Cinnamon Nemo File Browser Custom Actions

I often make png images (mainly for this site) and one helpful tool to compress them is pngcrush.

I'm quite comfortable on the command line, but I thought there must be an easy way to do what I want just by right clicking.

Nemo (the file browser for the Cinnamon desktop environment) supports this easily.

Simply create a new action file. My example is called "pngcrush.nemo_action" and is created in user specific .local folder - mine being /home/dan/.local/share/nemo/actions.

Location of actions folder

You can click on More Info to show some documentation.

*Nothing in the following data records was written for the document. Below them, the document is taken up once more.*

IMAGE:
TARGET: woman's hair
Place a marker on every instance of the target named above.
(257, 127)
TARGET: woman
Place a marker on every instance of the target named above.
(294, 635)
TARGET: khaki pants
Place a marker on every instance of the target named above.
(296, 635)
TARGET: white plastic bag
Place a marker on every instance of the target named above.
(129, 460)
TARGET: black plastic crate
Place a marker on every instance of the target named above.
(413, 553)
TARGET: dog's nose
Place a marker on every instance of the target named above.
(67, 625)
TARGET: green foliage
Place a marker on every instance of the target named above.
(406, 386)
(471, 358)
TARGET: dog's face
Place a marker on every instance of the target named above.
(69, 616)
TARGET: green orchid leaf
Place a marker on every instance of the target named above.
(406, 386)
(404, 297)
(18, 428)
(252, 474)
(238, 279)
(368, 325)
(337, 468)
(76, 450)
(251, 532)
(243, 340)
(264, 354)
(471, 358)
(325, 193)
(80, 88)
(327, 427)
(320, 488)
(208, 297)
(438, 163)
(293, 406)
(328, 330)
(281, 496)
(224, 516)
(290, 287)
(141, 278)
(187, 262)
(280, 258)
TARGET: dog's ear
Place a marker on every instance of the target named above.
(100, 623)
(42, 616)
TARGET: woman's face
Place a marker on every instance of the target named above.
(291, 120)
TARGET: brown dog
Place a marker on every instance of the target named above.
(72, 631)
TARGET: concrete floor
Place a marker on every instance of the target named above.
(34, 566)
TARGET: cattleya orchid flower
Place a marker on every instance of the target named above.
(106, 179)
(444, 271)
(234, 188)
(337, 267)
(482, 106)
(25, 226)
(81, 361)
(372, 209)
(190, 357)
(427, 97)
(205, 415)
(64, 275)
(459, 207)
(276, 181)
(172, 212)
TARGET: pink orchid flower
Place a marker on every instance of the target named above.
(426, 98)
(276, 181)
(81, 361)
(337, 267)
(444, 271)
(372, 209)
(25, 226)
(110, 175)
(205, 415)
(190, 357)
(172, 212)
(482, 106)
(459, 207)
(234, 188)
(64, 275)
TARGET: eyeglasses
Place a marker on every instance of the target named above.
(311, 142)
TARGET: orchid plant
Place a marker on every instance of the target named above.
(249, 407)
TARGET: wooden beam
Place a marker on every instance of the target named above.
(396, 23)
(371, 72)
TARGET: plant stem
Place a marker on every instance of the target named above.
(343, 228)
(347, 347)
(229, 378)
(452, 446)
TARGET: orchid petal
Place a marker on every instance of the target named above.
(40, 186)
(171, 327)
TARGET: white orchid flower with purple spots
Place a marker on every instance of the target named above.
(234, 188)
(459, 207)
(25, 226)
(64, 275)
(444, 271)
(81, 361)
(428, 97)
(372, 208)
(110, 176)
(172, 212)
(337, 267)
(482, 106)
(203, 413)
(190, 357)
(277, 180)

The content of this file is:

[Nemo Action]
Active=true
Name=Compress PNG
Comment=Compress PNG
Dependencies=pngcrush
Selection=notnone
Quote=double
Exec=<pngcrush.sh %F>
Icon-Name=gtk-execute
Extensions=png;

Key configurations here:

  • Dependencies=pngcrush - means it won't show unless pngcrush is installed (done through Software Manager, or sudo apt install pngcrush)
  • Selection=notnone - means the action won't show up when right clicking, but it will show if one or more files are selected
  • Quote=double - escapes file names with spaces.
  • Extensions=png; - this means the action will only show on png files. If at least one selection is not a png file, the action won't show.
  • Icon-Name=gtk-execute - just gives a gear icon
  • Exec=<pngcrush.sh %F> - finally, this says what script to run. The %F parameter means "insert path list of selection"

The script itself is a bash script that loops through the list of files sent and executes the command. The file named pngcrush.sh should also be created in the same folder ~/.local/share/nemo/actions. It also needs to be made executable (change via right click properties, or run a terminal in the actions directory and type chmod +x pngcrush.sh):

Make sh executable

Here is the content of the sh file:

#!/bin/bash
for i in "$@"; do
    if [ -x "$i" ]; then
        continue
    fi
    pngcrush -brute "$i" "${i%%.*}_crushed.png"
done

The loop expands the input parameter to each file, into an i variable. To get the filename without the extension, greedy parameter expansion is used (the ${i%%.*} bit)

New action in menu

In the examples of this blog, this brought the screenshots from 104.4KB to 75.1KB - saving approximately 25% bandwidth. This helps more on larger articles/blogs and images.